Quand le monde se referme, ce n’est pas l’envie qui s’éteint. Ce sont les habitudes qui se réorganisent. Pendant cette période, beaucoup de travailleuses du sexe se sont retrouvées face à un choix simple (mais lourd): attendre que le présentiel redevienne stable, ou déplacer une partie de l’activité vers l’online. Et très vite, une évidence a émergé: le digital n’était pas juste un “plan B”. Pour certaines, c’était une bouée économique; pour d’autres, un moyen de garder un lien, une présence, une clientèle — même quand les rendez-vous physiques devenaient imprévisibles.
Ce qu’on a vu, très vite
Quand le contact devient instable, l’online absorbe la demande: contenu, visio, messages plus réguliers, plateformes par abonnement.

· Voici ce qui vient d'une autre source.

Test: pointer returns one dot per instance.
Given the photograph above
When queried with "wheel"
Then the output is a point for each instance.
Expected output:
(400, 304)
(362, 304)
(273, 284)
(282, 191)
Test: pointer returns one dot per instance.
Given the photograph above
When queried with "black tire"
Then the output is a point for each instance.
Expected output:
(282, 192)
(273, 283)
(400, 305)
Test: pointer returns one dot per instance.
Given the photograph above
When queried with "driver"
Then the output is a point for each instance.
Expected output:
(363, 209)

Et pour beaucoup, le gain n’était pas seulement financier: c’était aussi de reprendre du contrôle sur le rythme, la distance, et les limites.

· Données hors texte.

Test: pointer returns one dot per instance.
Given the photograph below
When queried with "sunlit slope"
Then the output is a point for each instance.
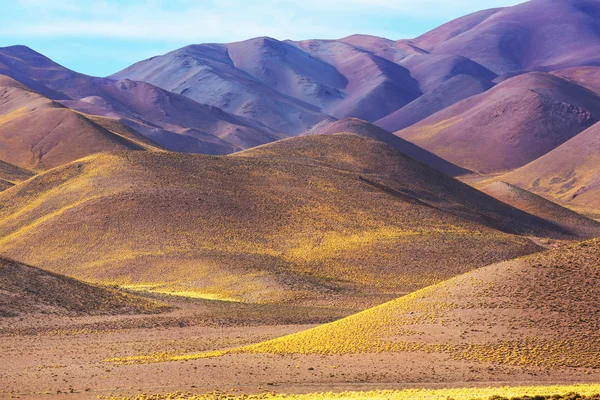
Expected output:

Ce que tout le monde voulait comprendre
Pourquoi tant d’escortes ont basculé vers l’online?
Parce que l’online restait plus stable quand le présentiel devenait incertain. Contenu, visio, abonnements: c’était une façon de garder un revenu et un rythme, tout en contrôlant davantage la distance et les limites.

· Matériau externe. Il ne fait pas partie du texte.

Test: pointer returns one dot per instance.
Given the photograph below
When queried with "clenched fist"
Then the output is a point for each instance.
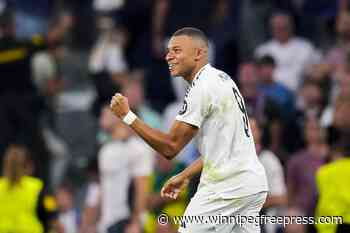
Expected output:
(119, 105)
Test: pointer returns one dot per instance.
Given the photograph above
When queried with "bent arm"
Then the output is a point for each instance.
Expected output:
(167, 144)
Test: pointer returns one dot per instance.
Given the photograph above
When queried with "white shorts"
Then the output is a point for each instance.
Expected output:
(217, 209)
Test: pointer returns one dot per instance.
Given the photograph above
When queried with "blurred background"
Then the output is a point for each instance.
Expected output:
(61, 61)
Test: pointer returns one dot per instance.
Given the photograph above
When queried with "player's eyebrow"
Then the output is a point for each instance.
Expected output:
(174, 47)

Est-ce vrai que l’online a souvent mieux “tenu” que l’escorting en présentiel?
Souvent, oui, sur cette période: l’online dépend moins des déplacements et des imprévus. Mais ce n’est pas un jackpot automatique: la concurrence est forte et la régularité devient un vrai travail.
OnlyFans/Mym: pourquoi ça n’a pas marché pareil pour tout le monde?
Parce que la visibilité n’est pas un salaire. Quand une plateforme grossit, l’attention devient rare: il faut une présence régulière, un style cohérent et des limites claires — sinon on se fatigue vite.
Pour les personnes très tactiles, pourquoi l’online a été frustrant?
Parce que l’écran nourrit l’imaginaire, mais ne remplace pas toujours la proximité d’un corps et le rythme naturel d’une rencontre. Certaines ont eu l’impression de passer d’un plaisir partagé à un plaisir plus solitaire.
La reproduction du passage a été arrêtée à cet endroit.